Basic Color Theory for Designers
The first box of crayons you ever got probably had the basic eight: black, white, red, yellow, blue, purple, brown and orange. And at that time, this was all you needed-every shade in the world fit into one of these categories. And then you discovered pink and you had to get the new box with sixteen colors. Your palette expanded. Gray, peach, silver…before long, you asked for the big one. The mother of all crayons. The 64 count set with the sharpener on the box. Surely now you had them all; every color was in your grasp.

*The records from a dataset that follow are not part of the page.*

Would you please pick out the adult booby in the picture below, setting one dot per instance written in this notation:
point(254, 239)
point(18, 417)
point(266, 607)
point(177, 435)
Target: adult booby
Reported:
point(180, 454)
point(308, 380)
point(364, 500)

Color is an important form of nonverbal communication. From the clothes we wear to the food we eat, color influences our choices. Our perception of the world is affected by color. Likewise, the way the world perceives us is also affected by color. In fact, color, many times, is the most significant feature of an item. Designers, therefore, cannot afford to treat color lightly.
When mixing and matching, it helps to know a little color theory. Back to kindergarten and that box of eight crayons. One exercise you likely completed was a color wheel. The wheel is made by placing the three primary colors (red, yellow, and blue, if you are working with ink) equidistant from each other on a circle. By blending the primaries you get the secondary colors: red and yellow produce orange; yellow and blue produce green; blue and red produce purple. Further blends of adjacent colors produce tertiary colors, and so on.
You don’t need a Ph.D. in color theory to know that relationships exist between adjacent, complementary, clashing colors. Our perception of color is affected by the surrounding colors as well as the proximity of other colors, and the amount of light. Furthermore, certain colors and combinations evoke emotional responses, which, depending on your background, you probably already intuitively know.
It is the designer’s business to create a visual experience which is pleasing to the eye. The elements of visual harmony are simple to explain, yet much more difficult to practice. Harmony engages the viewer and creates an inner sense of order, a balance. Combinations fail to harmonize if they are so bland as to bore the viewer. At the other extreme, chaotic, overdone combinations will be rejected as something which the mind cannot organize or understand. Simply put, the designer must strive to achieve the balance between under-stimulation and over-stimulation. This is harmony, a dynamic equilibrium.
Adjacent or analogous colors are those next to each other on the color wheel. These are harmonizing hues, since they each contain of a little of each other in themselves. They work well together, although they can appear washed out if they are too close to each other on the wheel. Adding black or white to one or both colors (creating tints or shades) can create higher contrast, solving this problem.
Complementary colors are separated by one color on a twelve part color wheel. While this combination of colors creates higher contrast, it also causes undesirable visual vibrations which puts physical strain on the eyes. This effect can be alleviated if complementary colors are separated on the page by at least one other color.
Direct opposites on the color wheel are called contrasting colors. (Sometimes direct opposites are also called complements.) When used carefully in designs, these combinations have high contrast and visibility along with a sense of harmony.
In choosing color combinations, designers often look to nature as a reference. This exercise delivers interesting and unusual combinations that can evoke similar responses to the actual experiences. While all colors have dual symbolism and have both positive and negative associations which change over time, their meaning in nature is constant and universal. Blue, as it is related to the sky on a clear day, will always create calm. Green, as the color of plants, will always bring new life to mind. Yellow is associated with the radiant brilliance of the sun, and so on. Designers are smart to take advantage of a color’s association with nature.
In addition to these basic formulas, designers must be aware of associations to colors due to cultural references, gender, age, and class differences. It is important to understand how the color has been used in a political and historical context as well as how it has been used in past and current trends. Religious and mythical implications can also effect the use of a color. Even linguistic usage (i.e. phrases like “in the red,” and “moody blues”) will affect how people view a color.